MLB Trade Rumors: The Six Chicago Cubs With the Most Trade Value
The All-Star break is fast approaching and it is safe to say that the Cubs should be sellers at this season's trade deadline.
In my opinion, it's time for a good old fashioned fire sale.
The Cubs have a very strong minor league system, and it could be made even stronger if they were to clean house and deal anyone of any value not named Colvin, Cashner, or Castro.
So if we are in fact in full scale fire sale mode, here are the six Cubs that have the most value on the trade market, and should be dealt before the deadline hits.
Season Stats: .294 BA, 1 HR, 18 RBI
The fact of the matter is, the Cubs farm system is stocked at middle infield right now, and with Starlin Casto locking down shortstop for the foreseeable future, it would only make sense for the Cubs to deal one or more of the trio of Ryan Theriot, Jeff Baker, and Fontenot.
Fontenot seemingly has the most value of the group, as he is able to play third and shortstop as well, along with being the only left handed hitter of the group.
Considering he is already 30, any team trading for him is looking to him as nothing more than a stop gap option, but nonetheless he would provide a solid, versatile bat with some pop off the bench of a contender.
Season Stats: .231 BA, 4 HR, 19 RBI
The Cubs brought in Nady to be their top pinch hitter and to serve as an insurance policy in the event that one of their outfielders went down for an extended period of time.
However, with the emergence of Tyler Colvin in what was already a crowded outfield situation, at bats have been few and far between for Nady.
He has a solid track record as a run producer when he is getting regular at bats, and the Rangers look like a possible destination after they moved starting first baseman Justin Smoak in the deal that netted them Cliff Lee.
Season Stats: 3-8, 4.08 ERA, 65 Ks
Lilly is the most valuable trade chip the Cubs hold at this point, and the chances he makes it through the trade deadline still in a Cubs uniform are slim.
Outside of Roy Oswalt and Dan Haren, Lilly may be the best arm on the market, and the fact that he will be had for a much cheaper price than the aforementioned pair only adds to his trade value.
There is no reason the Cubs should not be able to get at least one top tier prospect and a pair of projectable low level guys for Lilly. So expect the former All-Star to be out of town sooner rather than later.
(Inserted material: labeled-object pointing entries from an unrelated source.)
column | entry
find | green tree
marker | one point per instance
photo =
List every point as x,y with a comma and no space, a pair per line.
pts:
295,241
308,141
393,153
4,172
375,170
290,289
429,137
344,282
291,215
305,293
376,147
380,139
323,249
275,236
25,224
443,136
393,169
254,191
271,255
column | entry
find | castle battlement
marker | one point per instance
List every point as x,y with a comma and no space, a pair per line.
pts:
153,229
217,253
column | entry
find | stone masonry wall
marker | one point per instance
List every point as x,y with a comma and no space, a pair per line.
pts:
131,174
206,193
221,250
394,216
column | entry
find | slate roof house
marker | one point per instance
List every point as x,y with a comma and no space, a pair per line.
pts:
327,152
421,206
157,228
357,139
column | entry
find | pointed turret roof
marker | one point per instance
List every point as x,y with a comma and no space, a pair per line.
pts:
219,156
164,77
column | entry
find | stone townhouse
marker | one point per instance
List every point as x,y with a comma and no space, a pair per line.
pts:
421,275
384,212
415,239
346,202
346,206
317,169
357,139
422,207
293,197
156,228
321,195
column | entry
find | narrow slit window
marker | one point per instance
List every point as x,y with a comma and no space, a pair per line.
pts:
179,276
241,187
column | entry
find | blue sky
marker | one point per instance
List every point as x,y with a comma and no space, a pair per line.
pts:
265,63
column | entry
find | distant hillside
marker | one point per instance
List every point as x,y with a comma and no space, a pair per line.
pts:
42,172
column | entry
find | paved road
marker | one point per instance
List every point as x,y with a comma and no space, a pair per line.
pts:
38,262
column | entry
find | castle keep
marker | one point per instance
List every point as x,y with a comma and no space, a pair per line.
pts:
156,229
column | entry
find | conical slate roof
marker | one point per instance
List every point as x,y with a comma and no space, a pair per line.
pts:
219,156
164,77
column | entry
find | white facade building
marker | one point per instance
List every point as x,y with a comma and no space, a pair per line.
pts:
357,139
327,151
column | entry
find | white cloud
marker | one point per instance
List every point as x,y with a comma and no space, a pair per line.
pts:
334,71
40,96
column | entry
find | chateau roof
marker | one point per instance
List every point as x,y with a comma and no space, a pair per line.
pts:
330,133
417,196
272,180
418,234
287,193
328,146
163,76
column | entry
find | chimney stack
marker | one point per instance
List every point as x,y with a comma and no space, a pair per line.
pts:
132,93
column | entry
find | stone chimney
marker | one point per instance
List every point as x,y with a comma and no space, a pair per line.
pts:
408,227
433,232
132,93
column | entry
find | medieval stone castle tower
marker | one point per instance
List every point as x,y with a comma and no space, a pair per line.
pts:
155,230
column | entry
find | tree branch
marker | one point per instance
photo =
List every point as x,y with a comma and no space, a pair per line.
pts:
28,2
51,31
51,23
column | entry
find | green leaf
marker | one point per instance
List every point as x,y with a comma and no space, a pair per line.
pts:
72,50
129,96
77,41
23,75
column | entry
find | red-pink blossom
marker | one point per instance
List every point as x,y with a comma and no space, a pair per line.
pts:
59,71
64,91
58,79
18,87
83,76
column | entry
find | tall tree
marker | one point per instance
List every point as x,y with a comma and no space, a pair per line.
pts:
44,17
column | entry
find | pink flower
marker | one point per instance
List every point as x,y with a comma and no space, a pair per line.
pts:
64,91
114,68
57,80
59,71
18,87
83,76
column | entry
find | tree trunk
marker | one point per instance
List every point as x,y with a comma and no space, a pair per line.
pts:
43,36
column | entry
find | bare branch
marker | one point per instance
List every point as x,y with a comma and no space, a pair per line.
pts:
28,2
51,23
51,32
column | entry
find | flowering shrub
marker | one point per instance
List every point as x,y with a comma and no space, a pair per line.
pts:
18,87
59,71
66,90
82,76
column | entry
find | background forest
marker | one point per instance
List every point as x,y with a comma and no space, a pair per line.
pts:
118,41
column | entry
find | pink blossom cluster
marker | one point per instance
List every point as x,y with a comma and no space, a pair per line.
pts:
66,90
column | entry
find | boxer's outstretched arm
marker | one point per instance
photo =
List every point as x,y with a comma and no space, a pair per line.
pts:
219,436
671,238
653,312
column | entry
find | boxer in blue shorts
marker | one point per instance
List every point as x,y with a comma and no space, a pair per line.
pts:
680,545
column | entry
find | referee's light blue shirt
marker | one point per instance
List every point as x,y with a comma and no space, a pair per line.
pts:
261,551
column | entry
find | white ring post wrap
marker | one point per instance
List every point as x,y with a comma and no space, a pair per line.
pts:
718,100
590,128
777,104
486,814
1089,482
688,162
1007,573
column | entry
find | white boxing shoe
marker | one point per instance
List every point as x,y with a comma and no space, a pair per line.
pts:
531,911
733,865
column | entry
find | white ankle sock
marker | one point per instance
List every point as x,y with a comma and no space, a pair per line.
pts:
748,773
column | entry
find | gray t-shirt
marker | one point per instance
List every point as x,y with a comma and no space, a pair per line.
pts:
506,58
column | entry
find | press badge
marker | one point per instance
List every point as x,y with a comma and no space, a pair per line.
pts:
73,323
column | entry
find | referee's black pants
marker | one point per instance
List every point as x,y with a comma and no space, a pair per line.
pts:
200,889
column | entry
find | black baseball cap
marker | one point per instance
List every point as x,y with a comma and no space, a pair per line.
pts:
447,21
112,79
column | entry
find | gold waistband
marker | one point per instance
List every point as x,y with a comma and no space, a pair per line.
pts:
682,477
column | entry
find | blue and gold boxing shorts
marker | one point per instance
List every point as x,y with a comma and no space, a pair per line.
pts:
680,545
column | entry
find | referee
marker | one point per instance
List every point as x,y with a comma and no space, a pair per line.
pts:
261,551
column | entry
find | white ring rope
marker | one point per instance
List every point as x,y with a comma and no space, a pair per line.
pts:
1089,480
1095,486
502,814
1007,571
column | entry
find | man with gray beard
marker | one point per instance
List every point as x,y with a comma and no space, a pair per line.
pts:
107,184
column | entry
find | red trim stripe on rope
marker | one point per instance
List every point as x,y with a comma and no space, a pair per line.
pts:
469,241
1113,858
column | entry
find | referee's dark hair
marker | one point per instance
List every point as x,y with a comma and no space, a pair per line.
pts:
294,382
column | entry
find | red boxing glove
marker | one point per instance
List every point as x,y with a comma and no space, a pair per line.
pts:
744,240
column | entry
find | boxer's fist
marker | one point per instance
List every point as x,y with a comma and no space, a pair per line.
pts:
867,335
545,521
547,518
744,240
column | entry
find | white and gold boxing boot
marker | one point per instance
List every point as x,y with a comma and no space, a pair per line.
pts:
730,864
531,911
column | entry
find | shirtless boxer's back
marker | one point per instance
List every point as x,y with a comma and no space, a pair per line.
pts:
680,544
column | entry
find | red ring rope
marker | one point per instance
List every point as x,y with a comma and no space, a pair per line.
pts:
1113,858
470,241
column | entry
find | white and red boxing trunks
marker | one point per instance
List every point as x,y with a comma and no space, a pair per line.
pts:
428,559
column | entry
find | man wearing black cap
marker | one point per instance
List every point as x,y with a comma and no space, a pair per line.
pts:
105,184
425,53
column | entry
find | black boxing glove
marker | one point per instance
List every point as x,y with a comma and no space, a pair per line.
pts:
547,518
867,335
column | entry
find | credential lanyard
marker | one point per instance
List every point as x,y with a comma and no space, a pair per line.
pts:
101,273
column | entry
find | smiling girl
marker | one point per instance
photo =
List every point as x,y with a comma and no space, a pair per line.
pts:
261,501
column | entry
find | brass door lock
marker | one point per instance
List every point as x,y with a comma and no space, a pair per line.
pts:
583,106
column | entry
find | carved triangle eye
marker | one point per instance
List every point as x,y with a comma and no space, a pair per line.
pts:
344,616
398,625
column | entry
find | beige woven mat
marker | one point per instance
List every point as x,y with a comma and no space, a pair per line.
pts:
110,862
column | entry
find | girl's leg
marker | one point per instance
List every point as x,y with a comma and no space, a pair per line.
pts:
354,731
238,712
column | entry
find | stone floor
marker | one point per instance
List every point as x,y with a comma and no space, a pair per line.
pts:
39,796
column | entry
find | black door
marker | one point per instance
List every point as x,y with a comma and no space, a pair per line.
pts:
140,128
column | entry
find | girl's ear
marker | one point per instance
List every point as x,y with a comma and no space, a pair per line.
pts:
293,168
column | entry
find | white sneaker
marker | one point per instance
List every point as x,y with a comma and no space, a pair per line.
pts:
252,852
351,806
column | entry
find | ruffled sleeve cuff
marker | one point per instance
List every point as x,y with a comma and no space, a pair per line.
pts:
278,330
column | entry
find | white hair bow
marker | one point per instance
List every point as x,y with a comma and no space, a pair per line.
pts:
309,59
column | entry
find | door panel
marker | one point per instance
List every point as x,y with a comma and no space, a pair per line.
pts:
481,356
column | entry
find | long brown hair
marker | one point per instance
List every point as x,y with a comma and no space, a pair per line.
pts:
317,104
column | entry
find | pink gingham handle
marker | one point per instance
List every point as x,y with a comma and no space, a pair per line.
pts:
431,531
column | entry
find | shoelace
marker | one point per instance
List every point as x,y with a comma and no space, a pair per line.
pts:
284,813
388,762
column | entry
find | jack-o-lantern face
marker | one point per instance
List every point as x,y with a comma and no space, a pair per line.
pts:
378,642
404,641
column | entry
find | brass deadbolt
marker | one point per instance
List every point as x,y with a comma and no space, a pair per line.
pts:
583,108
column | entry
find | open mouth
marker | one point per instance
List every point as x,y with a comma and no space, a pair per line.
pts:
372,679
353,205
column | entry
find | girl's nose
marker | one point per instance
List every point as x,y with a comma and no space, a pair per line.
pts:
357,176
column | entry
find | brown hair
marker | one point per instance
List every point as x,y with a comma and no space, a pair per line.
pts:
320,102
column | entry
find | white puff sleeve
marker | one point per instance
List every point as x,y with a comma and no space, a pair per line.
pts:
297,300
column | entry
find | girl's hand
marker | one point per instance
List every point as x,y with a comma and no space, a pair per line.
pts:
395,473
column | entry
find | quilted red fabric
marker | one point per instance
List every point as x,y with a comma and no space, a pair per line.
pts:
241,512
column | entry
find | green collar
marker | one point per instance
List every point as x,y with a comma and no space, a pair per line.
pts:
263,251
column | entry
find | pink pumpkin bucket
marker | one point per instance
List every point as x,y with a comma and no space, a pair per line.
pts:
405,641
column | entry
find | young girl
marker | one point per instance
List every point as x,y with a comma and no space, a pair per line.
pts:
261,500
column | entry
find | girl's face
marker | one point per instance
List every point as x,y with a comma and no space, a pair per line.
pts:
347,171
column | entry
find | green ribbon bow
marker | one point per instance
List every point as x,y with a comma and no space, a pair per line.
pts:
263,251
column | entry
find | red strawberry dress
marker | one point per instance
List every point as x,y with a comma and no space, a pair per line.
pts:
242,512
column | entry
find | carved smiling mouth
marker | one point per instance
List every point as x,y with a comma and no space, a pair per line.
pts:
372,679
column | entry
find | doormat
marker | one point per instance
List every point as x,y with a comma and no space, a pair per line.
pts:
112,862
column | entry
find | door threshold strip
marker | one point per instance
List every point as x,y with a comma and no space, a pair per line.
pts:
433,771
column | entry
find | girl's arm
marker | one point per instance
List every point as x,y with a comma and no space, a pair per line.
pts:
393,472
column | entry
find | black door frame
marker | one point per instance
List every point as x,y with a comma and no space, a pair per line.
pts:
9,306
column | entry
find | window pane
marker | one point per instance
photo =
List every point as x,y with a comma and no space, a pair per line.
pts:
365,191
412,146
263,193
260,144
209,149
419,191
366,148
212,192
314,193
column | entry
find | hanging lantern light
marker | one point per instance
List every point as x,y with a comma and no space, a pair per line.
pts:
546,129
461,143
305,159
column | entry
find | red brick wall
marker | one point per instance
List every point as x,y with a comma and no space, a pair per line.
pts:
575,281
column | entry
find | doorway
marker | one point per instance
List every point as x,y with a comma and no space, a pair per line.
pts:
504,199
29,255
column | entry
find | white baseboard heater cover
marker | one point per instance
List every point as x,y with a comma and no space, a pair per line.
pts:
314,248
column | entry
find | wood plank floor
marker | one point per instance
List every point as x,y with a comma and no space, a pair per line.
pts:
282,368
Season Stats: 7-7, 3.61 ERA, 120 Ks
While much of the early trade talks have centered around the Cubs moving Derrek Lee and Ted Lilly, Dempster may be the most valuable player on the Cubs roster as far as trade value is concerned.
While Lilly is a valuable arm, Dempster has the ability to provide a contender with a difference making arm if the right deal comes along.
The sticking point would be the nearly $28 million that Dempster is owed over the next two seasons, and the Cubs would almost certainly have to pick up a good portion of that.
However, if that means netting a few good prospects and opening up some money over the next few seasons, then the time may be now to pull the trigger.
Season Stats: .233 BA, 10 HR, 36 RBI
D-Lee is now in his seventh season as a member of the Cubbies, and he has essentially been the face of the franchise during his tenure on the North Side.
That said, it is time the Cubs part ways with the "slugger" while he still has at least some value.
Lee is a free agent at the season's end, and the chances are slim that the Cubs will bring him back, even before the season, so if they can get anything for him at this point it will be a plus.
Ideally, a trade of Lee would lead to a call-up of top prospect Josh Vitters to either play first or else to spark a move of Aramis Ramirez over to first with Vitters taking over at the hot corner.
Season Stats: 2-1, 16 Saves, 2.16 ERA, 16.8 K/9
Marmol has one of the most electric arms in all of baseball, and he has proven that he has what it takes to make the transition from setup stud to top tier closer.
However, his contract is up after this season, and it is safe to say that he will be in line for a much bigger payday than the one year, $2.125 million deal he signed before this season.
Before the Cubs make a decision on Marmol, they first need to decide if Andrew Cashner is going to be a starter or a closer. If it is the latter, it would be wise to deal Marmol now and let Cashner get some experience in the ninth inning role in the second half.
There have been rumblings of a Marmol to the Reds deal already being in place, and while it would be hard to deal him to a division foe, the Reds have a number of appealing prospects that could force the Cubs hand.